Lots of invalid instructions when analyzed by ghidra and radrare2

[DrmnSamoLiu]

First of all great project 👍 I can imagine this project will help tons of firmware researchers out there.

I've met a problem though. I'm currently doing research on a network camera firmware. Although binwalk didn't really identified vmlinux.img in the firmware analysis, I managed to found the portion of raw binary that is supposed to be the kernel image for the camera. The data portion can be successfully analyzed and convert into ELF file by your script. However when I tired to use Ghidra to analyze it, it produces a lot of "invalid instruction" error. (Same in radare2)

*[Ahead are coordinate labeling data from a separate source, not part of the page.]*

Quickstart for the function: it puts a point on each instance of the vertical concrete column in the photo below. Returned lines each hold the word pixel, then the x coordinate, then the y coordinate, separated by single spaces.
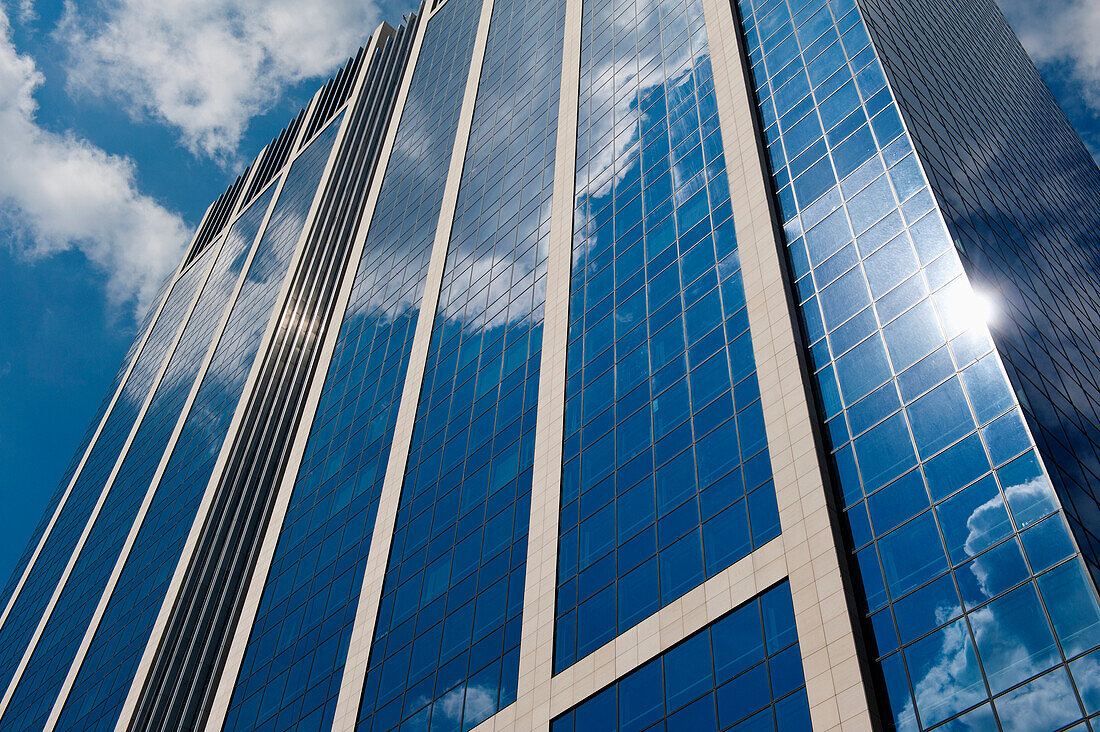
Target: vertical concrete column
pixel 251 607
pixel 63 580
pixel 189 546
pixel 835 680
pixel 154 484
pixel 531 708
pixel 359 653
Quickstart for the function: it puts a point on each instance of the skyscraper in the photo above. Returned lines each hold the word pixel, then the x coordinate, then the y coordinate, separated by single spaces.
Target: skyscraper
pixel 607 364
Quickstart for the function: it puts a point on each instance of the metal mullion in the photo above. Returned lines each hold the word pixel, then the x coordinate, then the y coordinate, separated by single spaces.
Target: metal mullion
pixel 154 484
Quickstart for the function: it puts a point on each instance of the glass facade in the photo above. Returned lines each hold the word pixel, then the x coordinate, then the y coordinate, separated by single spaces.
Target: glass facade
pixel 69 619
pixel 446 645
pixel 741 673
pixel 667 478
pixel 1018 189
pixel 941 582
pixel 32 600
pixel 971 586
pixel 85 441
pixel 295 657
pixel 108 669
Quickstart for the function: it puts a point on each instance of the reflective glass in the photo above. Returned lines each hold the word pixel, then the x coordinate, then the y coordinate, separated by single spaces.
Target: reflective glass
pixel 446 647
pixel 36 591
pixel 663 423
pixel 916 410
pixel 303 627
pixel 718 678
pixel 56 647
pixel 108 669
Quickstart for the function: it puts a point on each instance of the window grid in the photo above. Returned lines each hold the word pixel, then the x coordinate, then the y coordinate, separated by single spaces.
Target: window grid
pixel 1025 235
pixel 743 672
pixel 964 559
pixel 63 484
pixel 667 477
pixel 112 658
pixel 39 588
pixel 294 663
pixel 446 648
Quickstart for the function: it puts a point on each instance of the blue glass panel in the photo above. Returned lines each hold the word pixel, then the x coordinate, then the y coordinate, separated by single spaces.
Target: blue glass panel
pixel 446 647
pixel 924 407
pixel 57 646
pixel 303 627
pixel 59 492
pixel 718 678
pixel 663 421
pixel 108 669
pixel 26 611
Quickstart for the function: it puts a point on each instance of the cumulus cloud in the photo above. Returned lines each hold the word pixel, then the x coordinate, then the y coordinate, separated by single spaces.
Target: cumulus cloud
pixel 61 193
pixel 1062 34
pixel 206 67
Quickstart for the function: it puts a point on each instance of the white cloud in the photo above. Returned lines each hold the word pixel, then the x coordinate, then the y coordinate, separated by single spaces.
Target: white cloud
pixel 1062 33
pixel 59 193
pixel 206 67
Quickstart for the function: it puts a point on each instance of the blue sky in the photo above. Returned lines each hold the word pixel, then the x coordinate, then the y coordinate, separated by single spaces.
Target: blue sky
pixel 120 120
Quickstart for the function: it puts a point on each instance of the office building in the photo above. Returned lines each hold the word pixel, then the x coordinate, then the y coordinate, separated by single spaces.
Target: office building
pixel 592 364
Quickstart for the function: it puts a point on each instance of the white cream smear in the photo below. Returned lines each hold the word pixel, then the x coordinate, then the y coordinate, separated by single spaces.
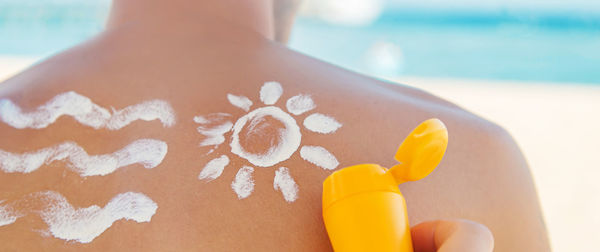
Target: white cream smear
pixel 147 152
pixel 300 104
pixel 85 112
pixel 282 146
pixel 85 224
pixel 321 123
pixel 285 183
pixel 240 101
pixel 214 168
pixel 213 127
pixel 270 92
pixel 319 156
pixel 8 215
pixel 289 138
pixel 243 184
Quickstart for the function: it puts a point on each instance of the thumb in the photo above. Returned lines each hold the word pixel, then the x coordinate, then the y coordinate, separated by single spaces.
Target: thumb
pixel 451 236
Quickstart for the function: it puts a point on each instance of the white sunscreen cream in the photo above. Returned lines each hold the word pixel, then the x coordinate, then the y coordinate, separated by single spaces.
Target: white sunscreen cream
pixel 85 112
pixel 214 168
pixel 270 92
pixel 213 127
pixel 85 224
pixel 321 123
pixel 289 138
pixel 319 156
pixel 281 145
pixel 285 183
pixel 243 184
pixel 147 152
pixel 240 101
pixel 300 104
pixel 8 215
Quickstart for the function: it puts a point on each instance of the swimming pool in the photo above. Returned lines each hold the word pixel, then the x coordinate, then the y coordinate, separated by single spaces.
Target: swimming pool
pixel 527 46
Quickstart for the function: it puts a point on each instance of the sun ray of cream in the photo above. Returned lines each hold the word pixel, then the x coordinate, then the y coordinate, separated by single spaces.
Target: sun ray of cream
pixel 214 168
pixel 321 123
pixel 8 215
pixel 284 182
pixel 240 101
pixel 319 156
pixel 243 184
pixel 213 127
pixel 270 92
pixel 300 104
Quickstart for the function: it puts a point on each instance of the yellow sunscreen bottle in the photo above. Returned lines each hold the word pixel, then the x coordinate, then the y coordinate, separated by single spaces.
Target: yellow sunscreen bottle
pixel 363 208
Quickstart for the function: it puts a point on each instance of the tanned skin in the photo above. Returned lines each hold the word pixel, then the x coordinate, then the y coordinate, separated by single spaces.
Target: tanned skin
pixel 192 54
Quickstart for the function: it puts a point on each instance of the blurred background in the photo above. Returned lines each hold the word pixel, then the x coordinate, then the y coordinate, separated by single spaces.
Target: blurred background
pixel 532 66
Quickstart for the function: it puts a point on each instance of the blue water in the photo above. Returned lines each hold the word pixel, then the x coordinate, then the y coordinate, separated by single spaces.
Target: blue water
pixel 485 45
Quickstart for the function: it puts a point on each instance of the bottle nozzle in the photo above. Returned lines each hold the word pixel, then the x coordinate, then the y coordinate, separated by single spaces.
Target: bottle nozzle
pixel 421 151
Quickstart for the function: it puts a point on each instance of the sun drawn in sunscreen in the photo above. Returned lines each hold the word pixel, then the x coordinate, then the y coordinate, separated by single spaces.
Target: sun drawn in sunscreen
pixel 265 137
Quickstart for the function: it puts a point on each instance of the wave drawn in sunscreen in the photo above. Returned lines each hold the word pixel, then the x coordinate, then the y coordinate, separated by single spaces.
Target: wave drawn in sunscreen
pixel 285 139
pixel 147 152
pixel 86 112
pixel 83 225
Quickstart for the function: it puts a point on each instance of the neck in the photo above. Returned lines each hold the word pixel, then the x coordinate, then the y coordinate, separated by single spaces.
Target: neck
pixel 256 15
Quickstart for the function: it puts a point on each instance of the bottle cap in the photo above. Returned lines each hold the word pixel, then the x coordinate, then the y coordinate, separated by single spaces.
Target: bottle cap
pixel 418 155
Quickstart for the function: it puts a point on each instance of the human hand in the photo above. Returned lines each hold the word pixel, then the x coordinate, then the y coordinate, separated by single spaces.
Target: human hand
pixel 451 236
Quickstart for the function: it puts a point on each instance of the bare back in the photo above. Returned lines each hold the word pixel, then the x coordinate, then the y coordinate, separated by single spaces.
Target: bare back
pixel 483 176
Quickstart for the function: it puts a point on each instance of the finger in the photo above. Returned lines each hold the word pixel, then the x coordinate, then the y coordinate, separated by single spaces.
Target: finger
pixel 452 235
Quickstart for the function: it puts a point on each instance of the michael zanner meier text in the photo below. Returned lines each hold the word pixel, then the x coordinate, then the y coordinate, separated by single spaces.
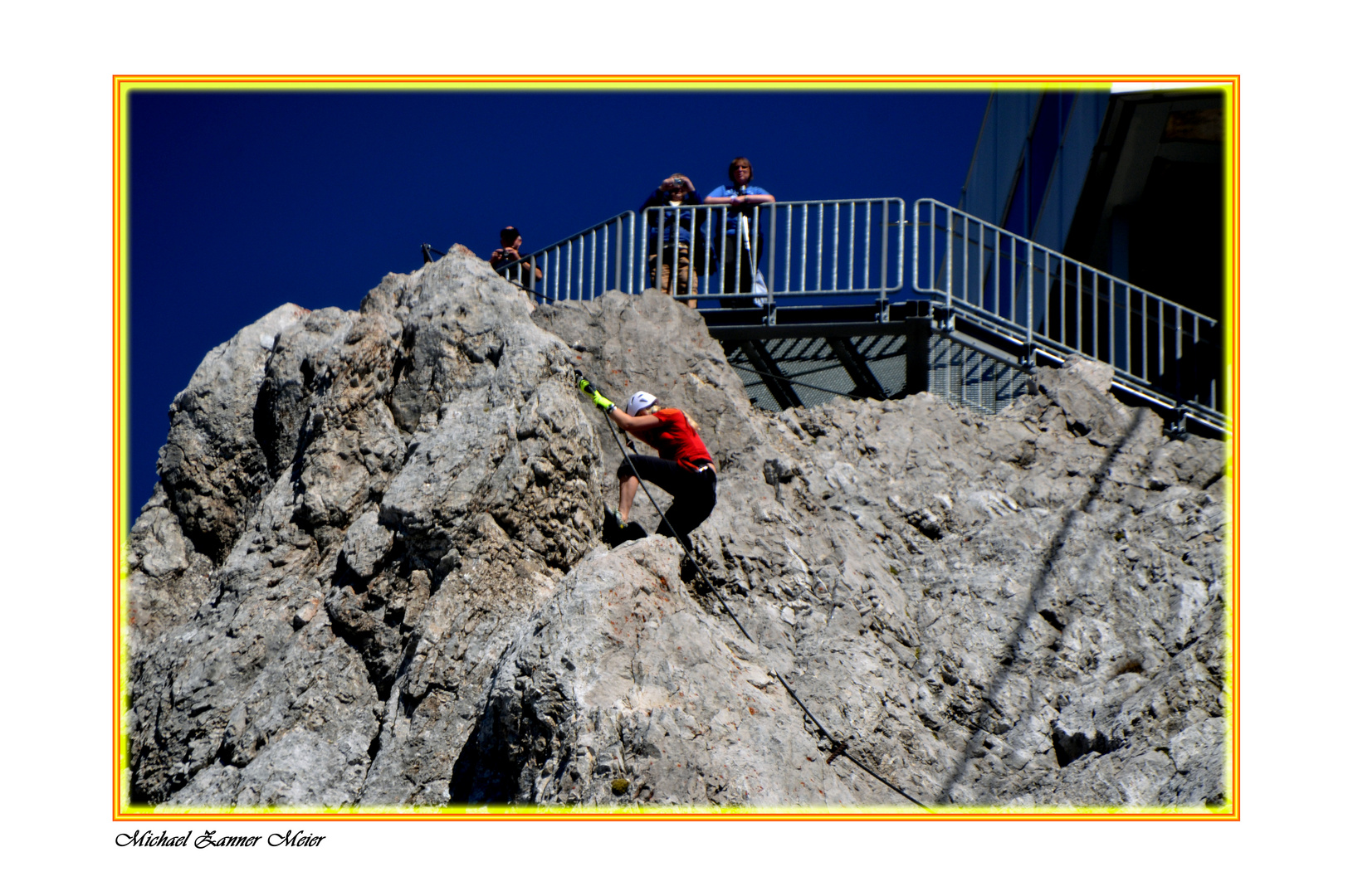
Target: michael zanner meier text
pixel 210 838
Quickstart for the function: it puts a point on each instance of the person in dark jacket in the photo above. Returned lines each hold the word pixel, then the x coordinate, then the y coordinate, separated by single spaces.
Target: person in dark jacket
pixel 742 236
pixel 506 260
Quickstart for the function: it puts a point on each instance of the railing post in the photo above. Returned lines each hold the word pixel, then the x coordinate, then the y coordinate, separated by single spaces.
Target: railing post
pixel 949 261
pixel 882 265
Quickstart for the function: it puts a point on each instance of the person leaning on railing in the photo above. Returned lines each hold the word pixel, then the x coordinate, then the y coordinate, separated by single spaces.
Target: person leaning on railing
pixel 739 232
pixel 680 230
pixel 506 260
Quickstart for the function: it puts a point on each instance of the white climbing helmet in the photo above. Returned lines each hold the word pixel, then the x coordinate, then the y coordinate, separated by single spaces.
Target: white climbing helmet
pixel 639 402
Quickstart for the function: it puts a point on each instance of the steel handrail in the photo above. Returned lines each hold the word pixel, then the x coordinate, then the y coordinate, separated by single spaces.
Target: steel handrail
pixel 1015 295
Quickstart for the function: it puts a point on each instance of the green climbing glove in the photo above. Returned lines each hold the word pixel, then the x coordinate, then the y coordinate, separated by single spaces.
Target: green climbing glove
pixel 598 399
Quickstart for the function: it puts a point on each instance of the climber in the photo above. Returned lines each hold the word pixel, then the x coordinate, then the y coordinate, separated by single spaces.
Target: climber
pixel 682 468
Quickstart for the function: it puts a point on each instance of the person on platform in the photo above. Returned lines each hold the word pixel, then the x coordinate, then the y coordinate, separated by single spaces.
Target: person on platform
pixel 678 232
pixel 740 232
pixel 506 260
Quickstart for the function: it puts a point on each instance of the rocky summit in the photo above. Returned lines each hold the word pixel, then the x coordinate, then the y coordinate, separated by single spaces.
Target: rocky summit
pixel 371 576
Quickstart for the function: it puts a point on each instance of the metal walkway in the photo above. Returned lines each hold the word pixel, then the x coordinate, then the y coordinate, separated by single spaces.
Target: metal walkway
pixel 833 313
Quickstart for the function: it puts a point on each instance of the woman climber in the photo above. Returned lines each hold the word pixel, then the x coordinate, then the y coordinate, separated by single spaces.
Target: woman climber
pixel 682 468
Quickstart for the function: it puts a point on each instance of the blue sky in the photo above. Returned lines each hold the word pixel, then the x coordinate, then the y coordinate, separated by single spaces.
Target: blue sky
pixel 242 202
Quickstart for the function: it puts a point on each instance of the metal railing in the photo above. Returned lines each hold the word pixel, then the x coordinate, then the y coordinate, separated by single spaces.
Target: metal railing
pixel 823 255
pixel 581 266
pixel 1057 305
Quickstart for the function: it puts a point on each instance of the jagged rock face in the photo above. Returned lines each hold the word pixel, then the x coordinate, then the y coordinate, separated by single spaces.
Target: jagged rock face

The camera is running on a MIPS processor and your script have no problem identifying it, so I'm not sure what the problem might be. Other binaries from the same firmware file can be analyzed without problem when setting language as MIPS:LE:64:64-32addr:o32 in Ghidra.

The data portion I mentioned can be downloaded here : https://drive.google.com/file/d/15gWN5dsWeiSefHpzh9VzPfwiUEpg_GKL/view?usp=sharing

[marin-m]

Hello,

Thanks for your feedback. I have processed your sample kernel with the tool and the ELF file seems to be reconstructed fine. The offsets are calculated correctly and the functions decompile with Ghidra or disassemble from beginning of their prologues with IDA..

Maybe that the Ghidra warnings that your see are due to the fact that the unique .kernel ELF section produced by the tool mixes codes and non-code, which should not impair decompiling.

Regards,

[DrmnSamoLiu]

@marin-m Thank you for your swift response! It's great to know that the output file has no problem. Now it's my job to figure out how to make ghidra analyze it properly!